Tuesday, March 3, 2009

Rahul's question

2. Skipka talks about how, "the kind of work that activity-based multimodal courses take as usual is not defined by the production of a particular kind of text that I, as instructor, have determined students need to accomplish."

This sounds like a teacher that tells students to go make a project but doesn't lead them in a certain path, would you prefer projects that have a certain path where the teacher outlines out or a project where you're free to go where you want to with it and why would you choose that one?

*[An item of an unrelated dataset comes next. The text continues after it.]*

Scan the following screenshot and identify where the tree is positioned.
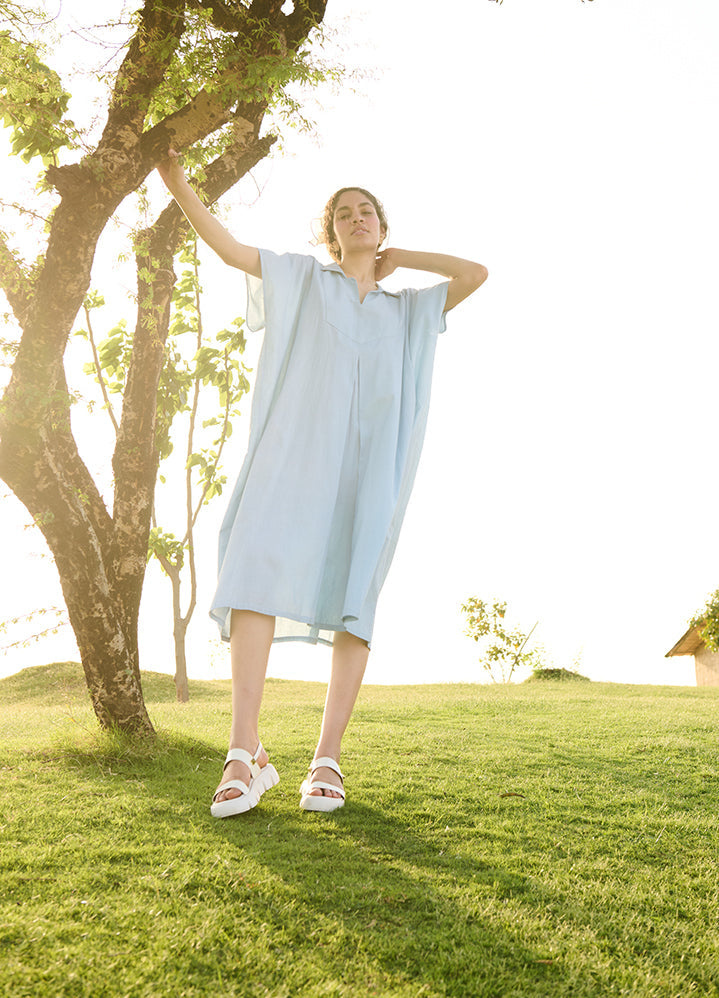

Whenever teachers assign projects, I like to have a good combination of both specific instructions, but also freedom. I don't think that confining an assignment to extremely distinct and binding guidelines is a good way for students to learn because it restricts the topics that they are able to explore. I think that the best projects are when a teacher gives students a detailed outline of what they expect from the project but leave how they achieve those expectations up to the student. I think students should be able to choose what they want to do the project on because everyone has individual interests, concerns, and opinions that cannot be expressed when they are confined to only certain viewpoints or areas. I also think that the way the project is gone about should be totally up to the student. Some people are more creative, some are better with technology than others, and others like to combine many different fields. By giving the student a rubric of how they will grade the project and what they expect, but also allowing the student to have freedom, the project would be the best that it could be.